A linha de negociação que resultou no acordo de cessar-fogo entre Israel e Hamas é semelhante ao que o Brasil propôs, em 2023, quando estava na presidência rotativa do Conselho de Segurança da Organização das Nações Unidas (ONU). A avaliação é de fontes do governo brasileiro ouvidas pela CNN.

Na época, a resolução proposta pelo Brasil previa o fim das hostilidades, pausa nos bombardeios — proferidos pelo governo de Benjamin Netanyahu em direção à Faixa de Gaza — em troca de reféns capturados e em posse do Hamas. Em resumo, a suspensão do conflito para ajuda humanitária.

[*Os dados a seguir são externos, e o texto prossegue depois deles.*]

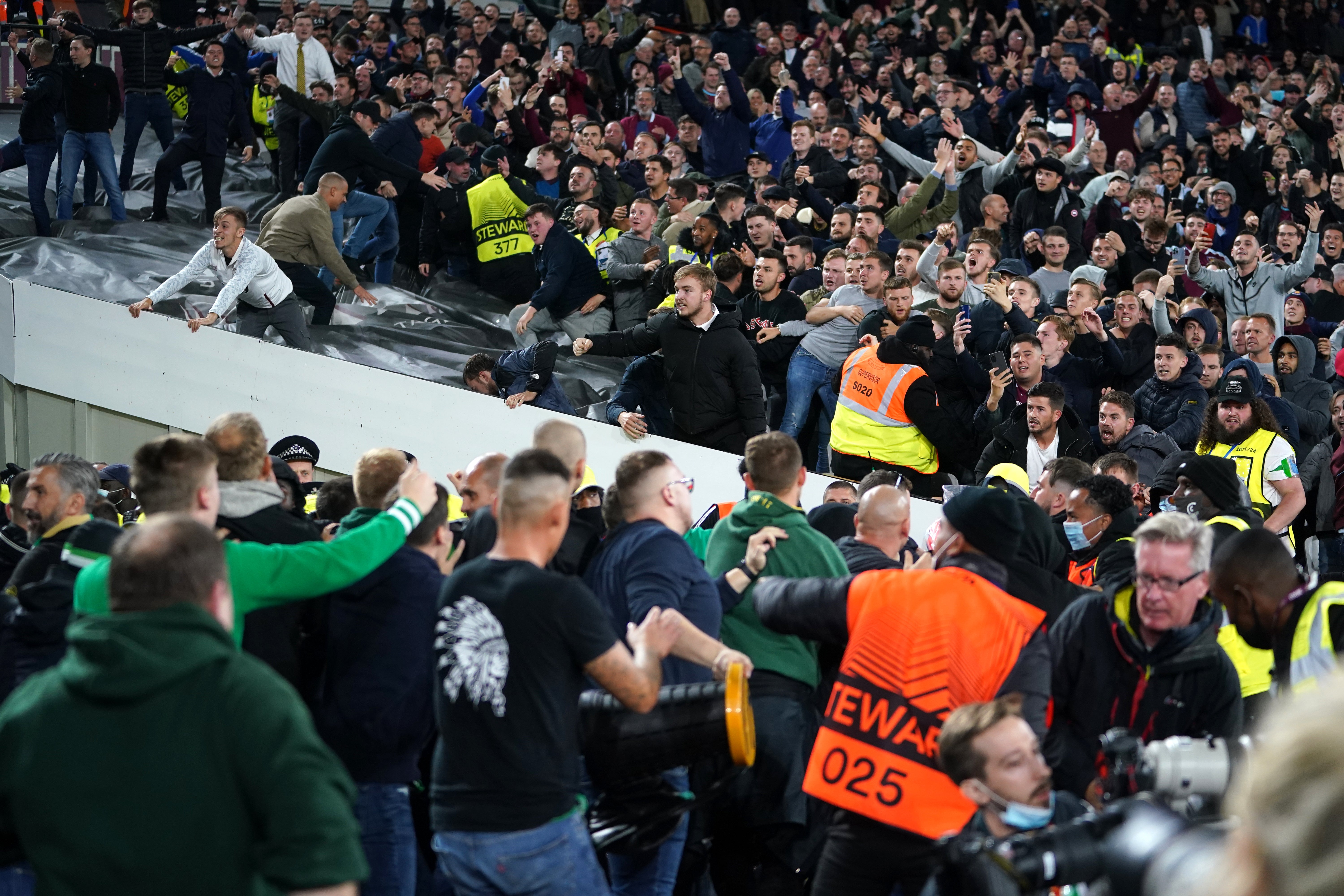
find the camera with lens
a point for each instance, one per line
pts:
(1159, 834)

No entanto, apesar de aprovado por 12 integrantes (Brasil, França, Malta, Japão, Gana, Gabão, Suíça, Moçambique, Equador, China, Albânia, e Emirados Árabes), a proposta foi vetada pelos Estados Unidos. Por isso, não seguiu adiante. Rússia e Reino Unido se abstiveram.

Apesar da solução ter vindo agora, o governo brasileiro, segundo apurou a CNN, viu com certa frustração o fato do acordo não ter sido fechado antes. O que gerou questionamentos como: quantas vidas foram perdidas entre outubro de 2023 e agora, janeiro de 2025?

Entenda

O governo de Israel e o Hamas concordaram com um cessar-fogo para a Faixa de Gaza e libertação gradual de reféns e prisioneiros palestinos, disse uma fonte à CNN.

O acordo não foi anunciado formalmente, mas o Hamas e grupos aliados devem libertar 33 reféns na primeira fase. Em troca, Israel libertará centenas de prisioneiros palestinos.

As negociações para chegar à segunda fase — que visa acabar com a guerra — começariam no 16º dia da implementação do acordo.

O escritório de mídia do Hamas na Faixa de Gaza está dizendo, aos moradores do território, para não se deslocarem até o início oficial do cessar-fogo.

“O Escritório de Mídia do Governo pede aos cidadãos honrados que não se movam antes do início oficial do cessar-fogo e que obtenham informações sobre o momento do cessar-fogo de fontes oficiais”, destacou o grupo radical em comunicado à imprensa.

Em uma declaração anterior, o grupo afirmou que havia consultado grupos aliados sobre o que havia sido proposto pelos mediadores.

“O movimento lidou com esse assunto com total responsabilidade e positividade, decorrente de seu dever para com nosso povo firme e resiliente na Faixa de Gaza, para parar a agressão sionista contra eles e pôr fim aos massacres e genocídios que eles estão enfrentando”, destacaram.